In my next life I'm raising children who never want to live more than a block away from their parents.


That's the plan and I'm sticking to it.

8 comments:

  1. This comment has been removed by the author.

    ReplyDelete
  2. I'm with you on the kids need to live no more then a block away 'rule'! 800 miles is much too far away from my daughter and THE GRANDS (my 2 grand-children).

    I don't know what some people are thinking when they get dressed to go outside...ooops, my mistake, I assumed they were THINKING!
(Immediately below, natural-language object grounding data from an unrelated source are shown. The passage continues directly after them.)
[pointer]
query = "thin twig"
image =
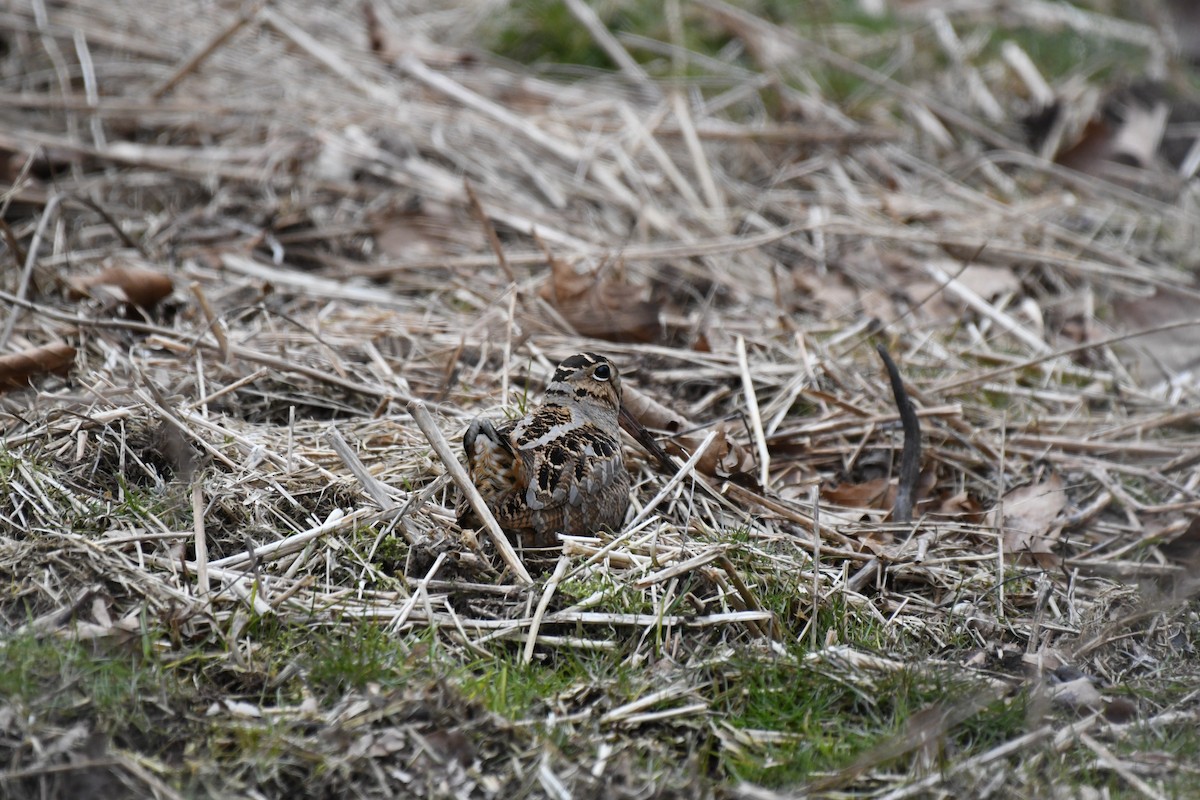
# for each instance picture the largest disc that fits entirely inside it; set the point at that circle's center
(459, 475)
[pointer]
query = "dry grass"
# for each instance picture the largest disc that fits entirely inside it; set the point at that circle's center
(231, 557)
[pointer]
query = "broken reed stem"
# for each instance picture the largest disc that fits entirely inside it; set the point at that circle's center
(910, 456)
(193, 62)
(214, 320)
(459, 475)
(377, 489)
(760, 437)
(543, 603)
(202, 541)
(815, 497)
(28, 270)
(485, 222)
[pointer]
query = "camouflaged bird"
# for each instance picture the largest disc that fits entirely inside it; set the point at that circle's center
(558, 469)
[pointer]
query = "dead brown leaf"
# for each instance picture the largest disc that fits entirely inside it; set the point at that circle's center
(877, 493)
(600, 306)
(123, 284)
(17, 368)
(1029, 522)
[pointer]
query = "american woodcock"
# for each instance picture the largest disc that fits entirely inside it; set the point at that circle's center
(559, 468)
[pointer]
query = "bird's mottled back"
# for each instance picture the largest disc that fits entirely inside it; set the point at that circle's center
(558, 469)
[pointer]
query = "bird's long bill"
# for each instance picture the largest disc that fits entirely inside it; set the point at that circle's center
(633, 427)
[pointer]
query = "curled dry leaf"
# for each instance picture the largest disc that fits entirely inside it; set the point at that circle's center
(1079, 695)
(1029, 521)
(17, 368)
(877, 493)
(599, 306)
(725, 457)
(126, 284)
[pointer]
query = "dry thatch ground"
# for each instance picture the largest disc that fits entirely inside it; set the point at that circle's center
(231, 559)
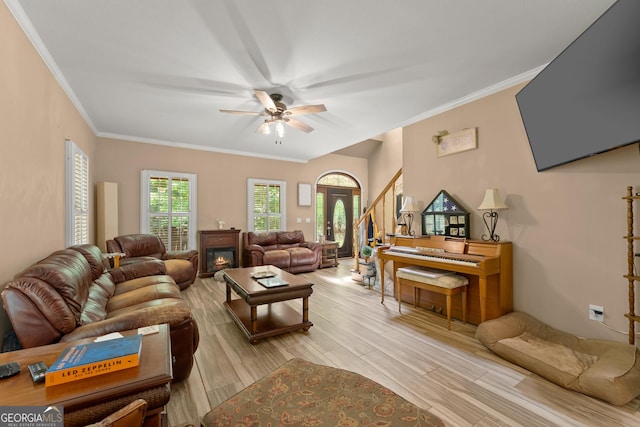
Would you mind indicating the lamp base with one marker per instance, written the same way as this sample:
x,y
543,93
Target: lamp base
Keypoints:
x,y
490,220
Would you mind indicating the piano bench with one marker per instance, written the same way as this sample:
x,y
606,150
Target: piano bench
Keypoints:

    PS-I don't usually delete a comment then re-write but my last one was so full of typos that I just had too. I did learn the lesson that I should NEVER post a comment before having my coffee first!

    ReplyDelete
  3. Had to laugh at the comment about your kids living no more than a block away. My children are still young; so I think I will try and instill that in them. My oldest daughter keeps saying, "Mommy, I will always be with you". So right now, she loves me and doesn't want to EVER move out. LOL.

    Glad you are going to see the Big Cuter. Have fun!

    Megan xxx

    ReplyDelete
  4. I rather hope you succeed. Our three live within 85 miles of us, in two different directions. It is better than it could be, but I'd be happier if they were all within 10 miles!

    I hope you had a good flight and weren't toooooo late for dinner.

    ReplyDelete
  5. SuZi...this has to be the most HiLaRiOus entry I think I've ever read. Ever.
    As a former Southwest employee, I can certainly relate to and absolutely appreciate your candor here. I can only hope your return flight is much smoother. You are a GeM!!!

    ~LP <3

    ReplyDelete
  6. When you come across that contract that binds the kids closer to home, please fax me a copy; I'm suffering here!

    And...I had a lot more fun with this flight than you did! Loved it.

    ReplyDelete
  7. You sound just like me. I have serious personal space issues and you should see how I arrange myself in my seat as if I'm Captain Kirk erecting some sort of deflecting shield. In the meantime, I'll dream of flying first class someday!